Interlocking paving is a misleading term. What actually constitutes interlocking is really a dynamic function containing three different components. They are "rotational interlock" (resistance to tipping) "horizontal interlock" (resistance to spreading) "vertical interlock (resistance to sinking)". So, that means for lasting quality you need good containment, good sub base and proper paver thickness. Thicker pavers for driveways thinner pavers for patios.

After you're done Paving the work surfaces should I Seal It?
Yes, it protects it from leaky cars that might leave oil stains and it stays cleaner for much longer if you seal it right away before it has a chance to get stained. Remember when it's sealed it only takes a hose to clean it off. We use breathable type sealers that protect against just about anything.

Will freezing and thawing damage pavers? 
No, damage from ice is virtually non-existent.
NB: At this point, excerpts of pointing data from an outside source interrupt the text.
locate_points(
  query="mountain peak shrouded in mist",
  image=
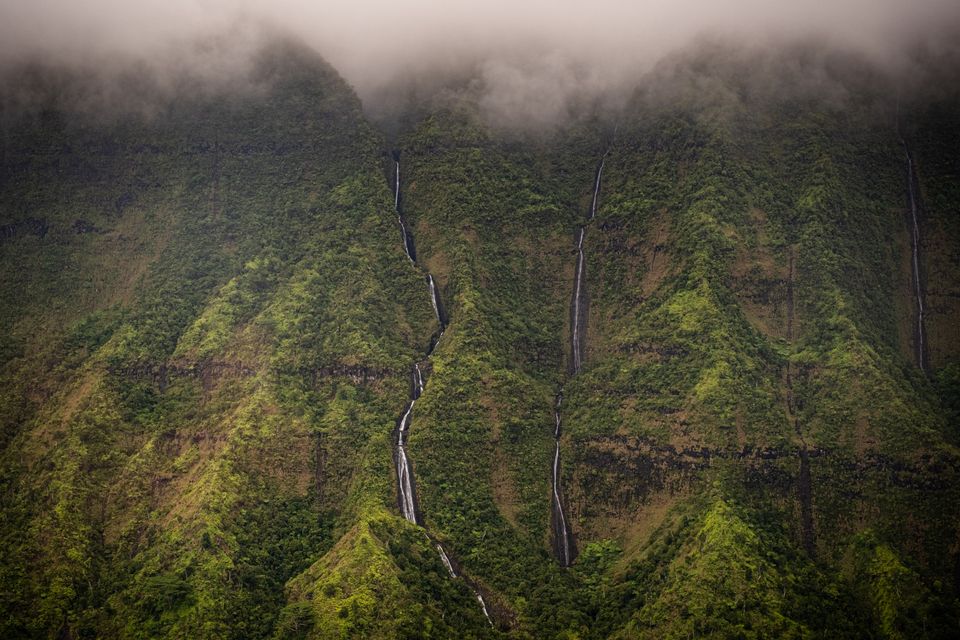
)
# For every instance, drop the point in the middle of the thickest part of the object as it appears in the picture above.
(529, 64)
(501, 321)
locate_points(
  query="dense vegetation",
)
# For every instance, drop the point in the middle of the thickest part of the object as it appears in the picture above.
(209, 323)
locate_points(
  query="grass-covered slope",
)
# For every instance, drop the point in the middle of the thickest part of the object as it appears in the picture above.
(207, 338)
(209, 323)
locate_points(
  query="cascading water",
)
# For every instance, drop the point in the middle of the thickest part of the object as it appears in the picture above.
(562, 533)
(563, 537)
(915, 246)
(407, 237)
(435, 299)
(576, 321)
(915, 242)
(405, 481)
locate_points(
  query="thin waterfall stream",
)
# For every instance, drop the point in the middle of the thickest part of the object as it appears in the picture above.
(915, 251)
(562, 533)
(406, 485)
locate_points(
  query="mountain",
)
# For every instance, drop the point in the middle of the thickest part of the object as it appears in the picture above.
(269, 372)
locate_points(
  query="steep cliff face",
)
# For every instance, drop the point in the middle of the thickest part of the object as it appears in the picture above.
(210, 317)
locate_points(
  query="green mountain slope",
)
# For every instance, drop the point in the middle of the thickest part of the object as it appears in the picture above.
(209, 326)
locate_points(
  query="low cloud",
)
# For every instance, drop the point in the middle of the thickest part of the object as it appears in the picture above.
(530, 63)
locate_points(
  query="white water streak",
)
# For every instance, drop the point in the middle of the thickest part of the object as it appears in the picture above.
(406, 486)
(565, 549)
(596, 188)
(915, 232)
(433, 298)
(417, 381)
(577, 287)
(483, 605)
(446, 561)
(396, 207)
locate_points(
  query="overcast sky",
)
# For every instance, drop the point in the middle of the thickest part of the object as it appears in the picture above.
(536, 45)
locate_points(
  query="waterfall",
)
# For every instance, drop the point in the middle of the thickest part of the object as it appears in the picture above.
(435, 300)
(915, 244)
(407, 236)
(596, 187)
(483, 605)
(406, 485)
(577, 330)
(405, 480)
(577, 290)
(446, 561)
(561, 528)
(564, 537)
(915, 237)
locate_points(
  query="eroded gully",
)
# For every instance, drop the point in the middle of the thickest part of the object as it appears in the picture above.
(406, 484)
(563, 541)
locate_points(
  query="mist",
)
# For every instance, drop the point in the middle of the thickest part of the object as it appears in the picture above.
(525, 64)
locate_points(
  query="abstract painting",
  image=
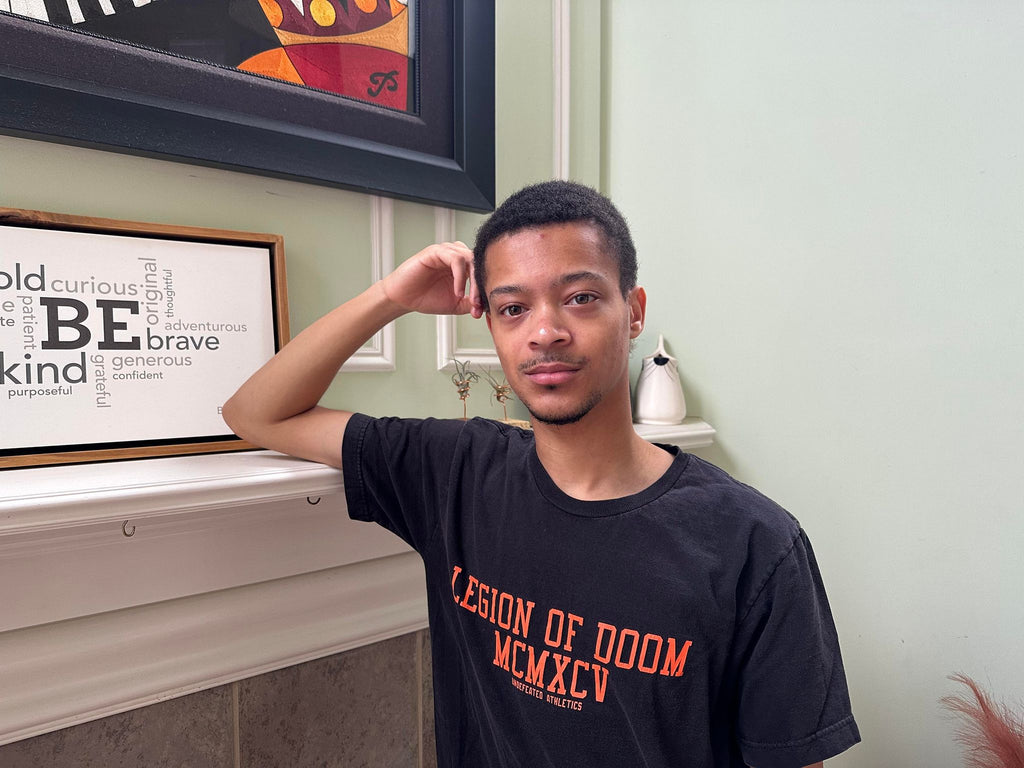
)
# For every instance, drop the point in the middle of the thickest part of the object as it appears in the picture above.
(363, 49)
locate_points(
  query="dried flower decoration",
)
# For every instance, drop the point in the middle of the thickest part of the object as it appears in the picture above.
(502, 393)
(463, 379)
(992, 734)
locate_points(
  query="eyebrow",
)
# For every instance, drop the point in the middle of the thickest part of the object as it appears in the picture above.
(562, 281)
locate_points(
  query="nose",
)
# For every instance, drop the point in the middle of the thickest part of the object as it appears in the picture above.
(548, 329)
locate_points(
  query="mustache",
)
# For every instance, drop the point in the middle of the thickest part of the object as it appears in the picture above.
(525, 368)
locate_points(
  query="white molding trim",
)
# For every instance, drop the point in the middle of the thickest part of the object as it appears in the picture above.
(128, 583)
(692, 433)
(378, 354)
(561, 77)
(59, 675)
(448, 341)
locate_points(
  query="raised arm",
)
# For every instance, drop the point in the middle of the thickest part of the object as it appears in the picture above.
(276, 407)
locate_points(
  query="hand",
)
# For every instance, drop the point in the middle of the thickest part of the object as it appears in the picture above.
(433, 282)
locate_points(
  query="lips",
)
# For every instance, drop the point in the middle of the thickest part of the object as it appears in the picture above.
(550, 374)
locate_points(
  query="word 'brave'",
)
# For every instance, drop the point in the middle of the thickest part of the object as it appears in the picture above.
(80, 335)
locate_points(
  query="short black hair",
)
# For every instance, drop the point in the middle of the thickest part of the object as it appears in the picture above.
(557, 203)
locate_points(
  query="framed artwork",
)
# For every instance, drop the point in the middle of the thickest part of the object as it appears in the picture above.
(392, 97)
(123, 340)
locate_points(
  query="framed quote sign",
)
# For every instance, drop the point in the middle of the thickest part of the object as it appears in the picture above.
(123, 340)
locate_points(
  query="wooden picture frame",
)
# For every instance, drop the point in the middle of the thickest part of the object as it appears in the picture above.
(121, 340)
(64, 85)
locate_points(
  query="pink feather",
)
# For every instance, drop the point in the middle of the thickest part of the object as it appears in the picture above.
(991, 733)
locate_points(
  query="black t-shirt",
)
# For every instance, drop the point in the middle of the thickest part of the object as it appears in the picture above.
(682, 626)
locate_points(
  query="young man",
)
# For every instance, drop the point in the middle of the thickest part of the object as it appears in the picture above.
(594, 599)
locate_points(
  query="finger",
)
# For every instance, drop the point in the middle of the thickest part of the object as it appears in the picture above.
(476, 304)
(459, 271)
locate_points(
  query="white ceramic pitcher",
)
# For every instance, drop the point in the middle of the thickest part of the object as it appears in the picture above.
(658, 393)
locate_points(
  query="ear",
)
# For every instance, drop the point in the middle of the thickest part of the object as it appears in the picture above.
(637, 301)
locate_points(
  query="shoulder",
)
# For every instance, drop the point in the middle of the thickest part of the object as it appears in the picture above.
(475, 433)
(736, 514)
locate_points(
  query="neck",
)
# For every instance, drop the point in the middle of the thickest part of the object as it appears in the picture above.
(600, 456)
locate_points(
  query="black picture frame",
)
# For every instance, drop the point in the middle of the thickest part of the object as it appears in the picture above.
(72, 87)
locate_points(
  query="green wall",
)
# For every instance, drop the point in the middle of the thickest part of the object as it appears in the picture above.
(827, 201)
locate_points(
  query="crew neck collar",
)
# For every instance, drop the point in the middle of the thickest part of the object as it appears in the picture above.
(607, 507)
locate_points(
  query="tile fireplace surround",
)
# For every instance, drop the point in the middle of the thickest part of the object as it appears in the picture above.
(128, 584)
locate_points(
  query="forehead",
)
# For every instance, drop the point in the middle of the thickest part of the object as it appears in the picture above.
(547, 252)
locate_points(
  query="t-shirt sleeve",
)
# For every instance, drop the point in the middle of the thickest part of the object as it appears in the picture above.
(794, 706)
(397, 472)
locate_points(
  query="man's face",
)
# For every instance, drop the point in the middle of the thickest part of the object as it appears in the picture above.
(560, 324)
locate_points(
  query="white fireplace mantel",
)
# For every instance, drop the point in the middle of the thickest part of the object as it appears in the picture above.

The joints
allow the pavers to move without cracking in freeze
and thaw cycles.

What is the difference between "Clay Pavers & Concrete Pavers"?
Clay pavers are made with real clay that is mixed, extruded and baked in a kiln at very high temperatures and concrete pavers are made with a special blend of concrete and coloring that is compacted at very high pressures in a special machine.

Which type of paver is better?
There is very little difference between pavers in general. The important difference is the maker of the pavers. Paving materials can vary from one manufacturer to next. The qualities that make a paver perfect are its compressive strength, water absorption rate and abrasion index.